Two-factor authentication (2FA) is an essential security measure for any service you sign into. There are different identities — and a variety of approaches to verifying them — which are used as the second factor for authentication. For authenticating sign-ins and transactions on mobile apps, SMS-based verification has emerged as a de-facto standard: you receive a text message with an OTP (one-time password), confirming that you are the phone’s owner.
This method of mobile authentication, however, isn’t actually as secure as you may think. Not only can an SMS message be spoofed and actually originate from a malicious actor, but they can also be read and intercepted by man-in-the-middle attackers.
SMS is vulnerable by design
SMS runs on SS7 (Signalling System 7), which allows different phone networks to communicate with each other, passing on calls and text messages. However, as a protocol, SMS works by ‘store-and-forward’: the messages are replicated in many places.
SMS was originally designed to be used for machine-to-machine communications, not humans, meaning it inherently lacks the secure encryption needed to prevent bad actors from reading confidential information. Black-Hat hackers can — and have — infiltrated this global system, enabling them to listen to calls, read SMS messages, and track a phone’s location.

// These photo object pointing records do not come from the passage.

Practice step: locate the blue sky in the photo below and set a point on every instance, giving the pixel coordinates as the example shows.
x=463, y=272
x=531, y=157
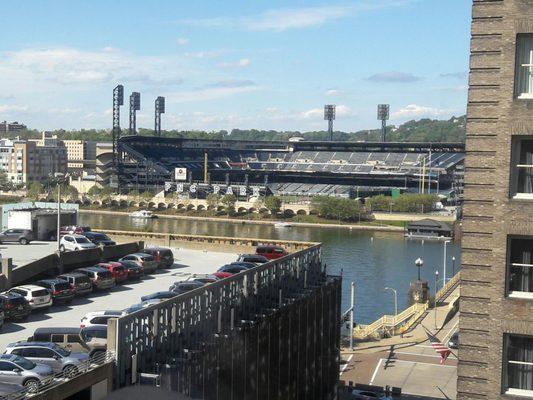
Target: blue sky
x=233, y=64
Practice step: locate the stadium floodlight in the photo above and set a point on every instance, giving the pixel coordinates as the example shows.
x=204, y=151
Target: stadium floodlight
x=159, y=109
x=383, y=116
x=135, y=105
x=329, y=115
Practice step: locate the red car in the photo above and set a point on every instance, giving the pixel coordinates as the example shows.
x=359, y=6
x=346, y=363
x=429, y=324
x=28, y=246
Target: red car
x=271, y=252
x=117, y=270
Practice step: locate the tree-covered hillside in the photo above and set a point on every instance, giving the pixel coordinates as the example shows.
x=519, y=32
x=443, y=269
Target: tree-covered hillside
x=424, y=130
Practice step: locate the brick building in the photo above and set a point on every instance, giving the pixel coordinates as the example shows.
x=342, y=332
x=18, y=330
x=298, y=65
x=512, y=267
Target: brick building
x=496, y=320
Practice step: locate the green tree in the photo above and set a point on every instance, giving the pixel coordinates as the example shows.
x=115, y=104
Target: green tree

Crucially, this means that not only can private conversations be leaked, but Black-Hat hackers can also access 2FA information via this network, allowing them to sign in on your behalf to any number of accounts you’ve enabled SMS 2FA for. This isn’t just theoretical, either — mobile network breaches have been behind major security leaks in the past.
SIM swaps are another form of maliciously accessing a user’s identity. Although SIM cards are securely encrypted, fraudsters can provide information about a target to convince telecoms companies that they’ve swapped to a new SIM card, allowing them to take over the victim’s phone number.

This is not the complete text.